November 23, 2020
Photons Canada news

Military Standards for Photonic Components

In 2012 in the article “Optical Standards: US optics standards need change” that appeared in the December issue of Laser Focus World” by David Aiken the writer states that “US organizations are donating their expertise not only to develop a new set of national optics standards but to review and ballot ISO standards as well, ensuring that the US optics industry maintains its seat at the international table.”

“In the US photonics industry, most of our standards-such as the format of our optics drawings, the specification of roughness, and the ever contentious and misunderstood scratch-and-dig specification-began as top-down standards from the US military.” the article continues.

The trend observed is that “Increasingly, though, these top-down standards are being replaced by voluntary industrial standards, which are controlled not by the government or the military but by industry associations and organizations. And rather than being proclamations of the right way to do things, they are more often documentation of the best standard practices in the industry.”

The issue that they are trying to address is that “more than 7000 military specifications have been canceled.Of the 55 military specifications that relate to optical products, half have been canceled and one-quarter have been declared inactive.Inactive specifications can be used for existing procurement contracts but not for new ones.”

Military standards nevertheless are necessary since military equipment and components must perform in harsh conditions and must be tested accordingly. Companies that would like to sell to the military have to be aware of them and prove compliance.

In the article “Optical technology: at the speed of light” from 2011 by Courtney E. Howard she showcases the benefits of optical components. “Optical components and systems benefit aerospace and defense applications with high speed, low weight, and increased security.”

They are attractive “for airborne applications, ranging from a flight-critical databus to a video or sensor link, given the desire for the reduction of SWaP, ease of installation, and EMI immunity,Powers(Gregory Powers, market development manager at TE Connectivity Ltd. in Seattle (Tyco Electronics was renamed TE Connectivity Ltd. 2011)says.
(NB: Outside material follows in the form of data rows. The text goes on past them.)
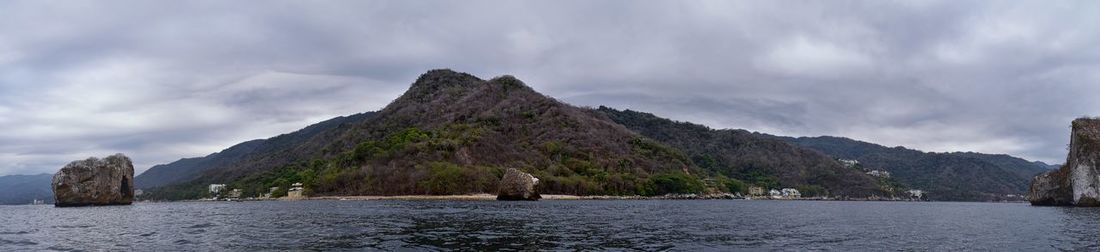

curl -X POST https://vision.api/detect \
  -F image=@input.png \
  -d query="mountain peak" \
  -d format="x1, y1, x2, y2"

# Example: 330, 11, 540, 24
409, 68, 484, 92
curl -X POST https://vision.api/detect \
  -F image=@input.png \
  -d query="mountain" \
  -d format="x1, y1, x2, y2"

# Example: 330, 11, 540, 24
149, 69, 881, 199
598, 107, 887, 197
776, 136, 1051, 201
0, 174, 54, 205
134, 112, 373, 188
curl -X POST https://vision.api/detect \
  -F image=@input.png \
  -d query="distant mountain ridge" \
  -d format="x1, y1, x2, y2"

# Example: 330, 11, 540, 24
139, 69, 882, 198
134, 112, 373, 188
0, 174, 54, 205
138, 69, 1045, 200
776, 136, 1051, 201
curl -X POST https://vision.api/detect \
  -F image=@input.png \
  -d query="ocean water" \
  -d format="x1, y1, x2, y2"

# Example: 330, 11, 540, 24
0, 200, 1100, 251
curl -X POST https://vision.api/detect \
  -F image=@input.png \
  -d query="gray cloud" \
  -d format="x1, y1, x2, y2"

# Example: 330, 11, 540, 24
0, 1, 1100, 175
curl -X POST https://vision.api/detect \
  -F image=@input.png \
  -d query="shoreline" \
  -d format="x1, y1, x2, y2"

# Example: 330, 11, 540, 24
193, 194, 968, 202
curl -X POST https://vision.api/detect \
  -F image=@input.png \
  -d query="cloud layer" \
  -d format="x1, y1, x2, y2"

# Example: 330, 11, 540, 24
0, 1, 1100, 175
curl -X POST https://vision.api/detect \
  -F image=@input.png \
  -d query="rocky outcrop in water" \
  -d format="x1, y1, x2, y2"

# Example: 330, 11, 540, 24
1027, 118, 1100, 207
53, 154, 134, 207
496, 168, 541, 200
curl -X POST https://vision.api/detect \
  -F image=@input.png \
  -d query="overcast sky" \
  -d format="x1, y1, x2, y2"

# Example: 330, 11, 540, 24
0, 0, 1100, 175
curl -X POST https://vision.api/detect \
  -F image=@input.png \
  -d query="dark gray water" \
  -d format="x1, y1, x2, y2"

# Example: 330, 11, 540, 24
0, 200, 1100, 251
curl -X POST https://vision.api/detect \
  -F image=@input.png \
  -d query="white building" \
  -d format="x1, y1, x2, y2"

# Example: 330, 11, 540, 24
836, 160, 859, 168
286, 183, 305, 198
210, 184, 226, 194
780, 188, 802, 198
867, 169, 890, 177
768, 189, 783, 198
906, 189, 924, 198
229, 189, 243, 198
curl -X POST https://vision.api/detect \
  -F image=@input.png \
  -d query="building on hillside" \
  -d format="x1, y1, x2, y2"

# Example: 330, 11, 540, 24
227, 189, 243, 198
780, 188, 802, 198
836, 160, 859, 168
286, 183, 305, 199
768, 189, 783, 199
263, 186, 278, 198
906, 189, 924, 199
867, 169, 890, 177
209, 184, 226, 195
749, 186, 763, 196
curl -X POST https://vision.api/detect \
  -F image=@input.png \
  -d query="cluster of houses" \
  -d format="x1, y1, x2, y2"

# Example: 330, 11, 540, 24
208, 183, 305, 200
749, 186, 802, 199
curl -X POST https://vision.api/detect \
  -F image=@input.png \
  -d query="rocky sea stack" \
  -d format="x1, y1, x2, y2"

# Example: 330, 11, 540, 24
496, 168, 542, 200
53, 154, 134, 207
1027, 118, 1100, 207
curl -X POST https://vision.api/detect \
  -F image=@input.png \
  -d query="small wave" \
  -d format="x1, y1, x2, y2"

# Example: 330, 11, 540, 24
0, 239, 39, 245
187, 223, 218, 229
0, 231, 31, 234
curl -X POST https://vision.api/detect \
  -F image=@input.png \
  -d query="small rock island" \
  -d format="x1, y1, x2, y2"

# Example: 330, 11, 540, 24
53, 154, 134, 207
1027, 118, 1100, 207
496, 168, 542, 200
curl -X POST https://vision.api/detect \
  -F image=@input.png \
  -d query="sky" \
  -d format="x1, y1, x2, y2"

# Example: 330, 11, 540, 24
0, 0, 1100, 175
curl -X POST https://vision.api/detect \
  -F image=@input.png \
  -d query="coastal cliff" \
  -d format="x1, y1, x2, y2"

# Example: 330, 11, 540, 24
1027, 118, 1100, 207
53, 154, 134, 207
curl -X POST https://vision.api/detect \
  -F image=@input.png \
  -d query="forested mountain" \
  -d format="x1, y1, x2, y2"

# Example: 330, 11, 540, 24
777, 136, 1051, 200
0, 174, 54, 205
134, 112, 372, 188
598, 107, 887, 197
150, 70, 882, 199
138, 69, 1048, 200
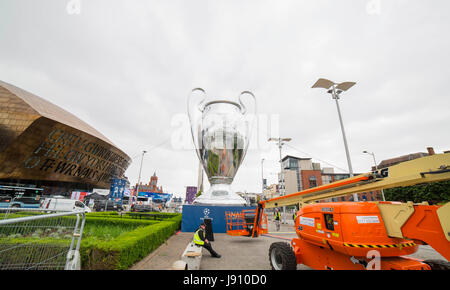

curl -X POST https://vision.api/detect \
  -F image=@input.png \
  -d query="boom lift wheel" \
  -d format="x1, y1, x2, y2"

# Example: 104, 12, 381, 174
269, 242, 297, 270
423, 260, 450, 270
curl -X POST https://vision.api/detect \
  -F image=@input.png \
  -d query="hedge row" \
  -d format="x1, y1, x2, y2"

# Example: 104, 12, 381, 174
80, 215, 181, 270
2, 213, 181, 270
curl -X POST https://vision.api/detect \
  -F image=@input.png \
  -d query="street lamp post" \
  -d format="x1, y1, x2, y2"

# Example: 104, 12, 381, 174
312, 79, 358, 201
268, 138, 292, 223
363, 151, 386, 201
128, 150, 147, 209
261, 158, 264, 199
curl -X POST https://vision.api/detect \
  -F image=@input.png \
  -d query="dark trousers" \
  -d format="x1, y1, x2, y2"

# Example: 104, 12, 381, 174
203, 242, 218, 257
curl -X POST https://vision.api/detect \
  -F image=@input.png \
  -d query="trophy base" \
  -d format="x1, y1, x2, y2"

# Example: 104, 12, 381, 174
194, 184, 247, 205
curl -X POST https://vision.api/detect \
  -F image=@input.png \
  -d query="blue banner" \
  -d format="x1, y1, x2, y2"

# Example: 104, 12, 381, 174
138, 191, 172, 202
109, 178, 127, 203
181, 205, 256, 233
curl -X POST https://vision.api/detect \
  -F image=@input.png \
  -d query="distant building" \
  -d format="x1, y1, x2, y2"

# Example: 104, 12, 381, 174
236, 192, 261, 206
0, 81, 131, 197
263, 184, 280, 200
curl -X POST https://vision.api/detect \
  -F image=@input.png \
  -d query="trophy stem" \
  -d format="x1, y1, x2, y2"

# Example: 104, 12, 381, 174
194, 183, 246, 206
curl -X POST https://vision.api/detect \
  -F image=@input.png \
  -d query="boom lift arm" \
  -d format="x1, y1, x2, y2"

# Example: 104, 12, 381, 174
253, 153, 450, 260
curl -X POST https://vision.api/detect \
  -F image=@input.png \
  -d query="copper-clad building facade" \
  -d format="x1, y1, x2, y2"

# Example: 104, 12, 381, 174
0, 81, 131, 189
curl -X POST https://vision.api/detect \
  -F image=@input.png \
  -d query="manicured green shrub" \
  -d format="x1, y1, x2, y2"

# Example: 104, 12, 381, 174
80, 215, 181, 270
0, 212, 181, 270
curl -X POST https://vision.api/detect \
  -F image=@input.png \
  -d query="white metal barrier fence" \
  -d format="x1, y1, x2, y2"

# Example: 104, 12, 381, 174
0, 209, 85, 270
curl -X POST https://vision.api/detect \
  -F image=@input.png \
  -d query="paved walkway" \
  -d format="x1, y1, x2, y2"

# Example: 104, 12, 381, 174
131, 222, 308, 270
131, 221, 445, 270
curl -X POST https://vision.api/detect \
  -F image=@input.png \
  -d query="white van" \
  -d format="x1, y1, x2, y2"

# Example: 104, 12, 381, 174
41, 198, 92, 212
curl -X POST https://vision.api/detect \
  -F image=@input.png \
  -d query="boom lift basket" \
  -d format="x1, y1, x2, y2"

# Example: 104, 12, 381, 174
225, 209, 268, 237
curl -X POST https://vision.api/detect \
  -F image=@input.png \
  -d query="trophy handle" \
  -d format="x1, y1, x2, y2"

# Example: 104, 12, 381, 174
187, 88, 206, 160
239, 91, 256, 115
239, 91, 257, 163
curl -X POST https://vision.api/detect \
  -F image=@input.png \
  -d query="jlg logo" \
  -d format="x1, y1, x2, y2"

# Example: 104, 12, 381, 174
373, 168, 389, 178
350, 250, 381, 270
366, 250, 381, 270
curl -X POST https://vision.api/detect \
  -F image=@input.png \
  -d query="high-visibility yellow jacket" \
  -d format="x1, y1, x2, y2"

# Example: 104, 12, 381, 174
194, 229, 205, 246
275, 211, 281, 220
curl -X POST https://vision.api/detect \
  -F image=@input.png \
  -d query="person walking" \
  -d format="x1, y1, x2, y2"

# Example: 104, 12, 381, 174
274, 208, 281, 232
194, 223, 221, 258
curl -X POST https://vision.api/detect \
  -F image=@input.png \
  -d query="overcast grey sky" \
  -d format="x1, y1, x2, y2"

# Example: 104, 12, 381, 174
0, 0, 450, 196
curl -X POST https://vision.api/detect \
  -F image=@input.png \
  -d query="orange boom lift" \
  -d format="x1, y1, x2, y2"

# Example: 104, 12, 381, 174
227, 153, 450, 270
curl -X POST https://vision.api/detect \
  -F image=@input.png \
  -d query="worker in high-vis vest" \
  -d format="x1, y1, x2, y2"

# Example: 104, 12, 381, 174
274, 208, 281, 231
194, 223, 221, 258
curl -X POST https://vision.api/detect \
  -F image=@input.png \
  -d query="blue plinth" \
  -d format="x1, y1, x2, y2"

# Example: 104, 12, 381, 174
181, 205, 256, 233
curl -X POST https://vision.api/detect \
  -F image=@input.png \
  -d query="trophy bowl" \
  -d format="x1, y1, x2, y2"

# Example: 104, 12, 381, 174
188, 88, 256, 205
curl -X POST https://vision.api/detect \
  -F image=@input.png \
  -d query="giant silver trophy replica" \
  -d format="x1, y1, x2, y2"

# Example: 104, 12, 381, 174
188, 88, 256, 205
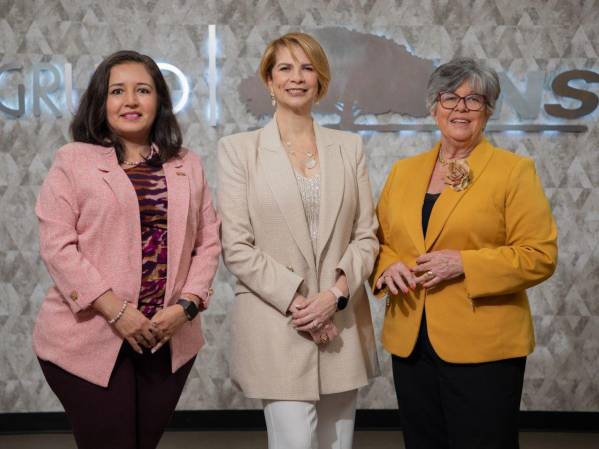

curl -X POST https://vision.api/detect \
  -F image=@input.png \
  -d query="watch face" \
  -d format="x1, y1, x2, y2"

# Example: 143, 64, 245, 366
337, 296, 349, 310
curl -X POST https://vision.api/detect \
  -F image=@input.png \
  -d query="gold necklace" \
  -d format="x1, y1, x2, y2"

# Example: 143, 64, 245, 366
285, 141, 316, 169
121, 161, 146, 167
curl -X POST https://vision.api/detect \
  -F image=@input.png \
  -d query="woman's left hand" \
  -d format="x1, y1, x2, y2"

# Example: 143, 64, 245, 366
152, 304, 187, 353
411, 249, 464, 288
291, 290, 337, 332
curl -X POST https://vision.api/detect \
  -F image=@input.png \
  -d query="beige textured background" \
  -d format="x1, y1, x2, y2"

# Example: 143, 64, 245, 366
0, 0, 599, 413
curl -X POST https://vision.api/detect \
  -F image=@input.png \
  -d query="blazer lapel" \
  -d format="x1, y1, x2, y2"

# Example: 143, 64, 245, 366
162, 158, 190, 302
98, 148, 141, 214
98, 148, 142, 303
397, 144, 440, 253
258, 119, 315, 269
314, 122, 345, 269
425, 139, 493, 248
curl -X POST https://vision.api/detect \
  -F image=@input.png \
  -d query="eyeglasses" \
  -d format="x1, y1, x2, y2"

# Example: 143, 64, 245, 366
437, 92, 487, 111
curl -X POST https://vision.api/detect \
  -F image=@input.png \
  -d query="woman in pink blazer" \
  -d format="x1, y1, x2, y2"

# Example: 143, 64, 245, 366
33, 51, 220, 449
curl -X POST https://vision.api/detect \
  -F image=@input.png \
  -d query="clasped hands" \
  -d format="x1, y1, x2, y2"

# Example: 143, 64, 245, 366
375, 249, 464, 295
289, 290, 339, 344
93, 292, 202, 354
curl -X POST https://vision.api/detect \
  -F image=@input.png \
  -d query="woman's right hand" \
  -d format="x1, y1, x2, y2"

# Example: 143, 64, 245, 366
309, 320, 339, 345
376, 262, 416, 295
289, 293, 339, 345
93, 290, 162, 354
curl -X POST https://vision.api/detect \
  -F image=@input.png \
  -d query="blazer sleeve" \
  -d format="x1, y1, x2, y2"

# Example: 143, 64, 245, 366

In ground-based applications-such as secure bunker-to-bunker communications, electro-optic (EO) sensor mast-to-control station links, or RF over fiber antennae links-the advantage of optics over distance often is the deciding factor, followed by EMI immunity, security, and reduced weight.”

Still there remain challenges to be addressed and a lot of R&D is taking place in the RF over fiber in Canada. Photons Canada is planning to host a Workshop in January 2021 on this topic.